Tekanan juga datang dari sektor perbankan. Iris Xu, pendiri Jenga penyedia layanan korporasi bagi klien China menyebut efek domino kasus Fujian, kegagalan Three Arrows Capital, dan FTX memicu pembersihan besar-besaran. Bank menutup rekening lama, menolak aplikasi baru, hingga memutus akses keuangan.
“Hal ini menghancurkan kesabaran dan kepercayaan klien. Kalau tidak ada rekening, bagaimana mereka bisa berbisnis? Akhirnya mereka pindahkan dana ke Jepang, Hong Kong, dan Dubai,” ujarnya.
Hambatan imigrasi turut memperburuk keadaan. Proses aplikasi permanent residence dan family office kini disertai pemeriksaan mendalam hingga detail keluarga yang dianggap terlalu invasif.
“Dari perspektif mereka, muncul pertanyaan: Apakah saya harus mendeklarasikan anak di luar nikah hanya untuk mengelola kekayaan di Singapura?” kata Lin.
Data Henley & Partners memperkirakan arus masuk jutawan ke Singapura anjlok pada 2025, hanya 1.600 orang, turun tajam dari 3.500 orang pada 2024.
Carman Chan, pendiri Click Ventures, menyebut kewajiban perekrutan tenaga kerja lokal serta lamanya proses Know Your Customer (KYC) menjadi faktor penghambat.
“Family office dengan dua staf saja wajib mempekerjakan satu tenaga lokal.
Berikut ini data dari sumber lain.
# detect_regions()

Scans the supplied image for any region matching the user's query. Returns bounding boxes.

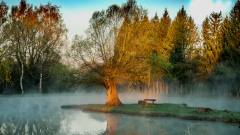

Kalau tidak ada kandidat, otomatis jadi bottleneck. Ditambah KYC bisa makan waktu lebih dari setahun,” jelasnya.
Dengan regulasi yang semakin ketat, investor kini melirik Dubai dan Hong Kong yang menawarkan proses lebih cepat dan fleksibel. Pergeseran ini menandai berakhirnya era Singapura sebagai tujuan utama para crazy rbanyakich China, sekaligus membuka babak baru persaingan global dalam memperebutkan arus kekayaan Asia.